Vermutlich wird es bis zum 1. Oktober dauern, ehe die Barrieren abgebaut sind. Foto: z

Ein beliebtes Ausflugsziel in Feuerbach ist derzeit nicht zugänglich. Die Verkehrssicherheit ist nicht gewährleistet.

Stuttgart-Feuerbach - Wer dieser Tage auf dem Feuerbacher Höhenweg spazieren geht, staunt nicht schlecht: Seit 1. Juli ist ein Teil des beliebten Ausflugsziels gesperrt. „Im Zuge einer Nachkontrolle wurde festgestellt, dass entlang des Waldrandes die Trockenschäden an Waldbäumen enorm zugenommen haben“, heißt es in einem Anschreiben des Garten-, Friedhofs- und Forstamtes an die Anlieger und Grundstücksbesitzer. Die heißen und trockenen Sommer 2018 und 2019 hätten den Stuttgarter Waldbäumen zu schaffen gemacht.
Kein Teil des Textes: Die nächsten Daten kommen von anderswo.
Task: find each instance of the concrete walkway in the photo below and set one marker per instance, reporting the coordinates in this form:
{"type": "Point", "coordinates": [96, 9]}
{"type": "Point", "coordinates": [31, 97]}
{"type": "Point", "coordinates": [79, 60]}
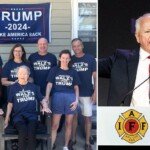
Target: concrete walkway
{"type": "Point", "coordinates": [59, 141]}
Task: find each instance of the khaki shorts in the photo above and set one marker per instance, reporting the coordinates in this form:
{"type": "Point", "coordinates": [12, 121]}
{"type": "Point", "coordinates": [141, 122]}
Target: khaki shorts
{"type": "Point", "coordinates": [85, 105]}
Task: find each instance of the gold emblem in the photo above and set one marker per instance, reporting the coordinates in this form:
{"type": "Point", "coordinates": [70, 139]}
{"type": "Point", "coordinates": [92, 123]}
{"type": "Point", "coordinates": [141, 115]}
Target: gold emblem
{"type": "Point", "coordinates": [131, 126]}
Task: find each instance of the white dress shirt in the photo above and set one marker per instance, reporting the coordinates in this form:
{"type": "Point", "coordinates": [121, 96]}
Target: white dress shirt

Die extrem hohen Temperaturen und der ausgebliebene Niederschlag „setzten unsere heimischen Baumarten unter Stress“, schreibt die Behörde auf Nachfrage unserer Zeitung. „Aufgrund der Trockenheit sind einige Bäume in Mitleidenschaft gezogen. Es besteht erhöhte Gefahr, dass trockene Äste herabstürzen und kranke Bäume umfallen.“ Der Feuerbacher Höhenweg sei deshalb im Bereich zwischen Kotzenloch und der Einmündung Hornsträßle (Waldweg) gesperrt.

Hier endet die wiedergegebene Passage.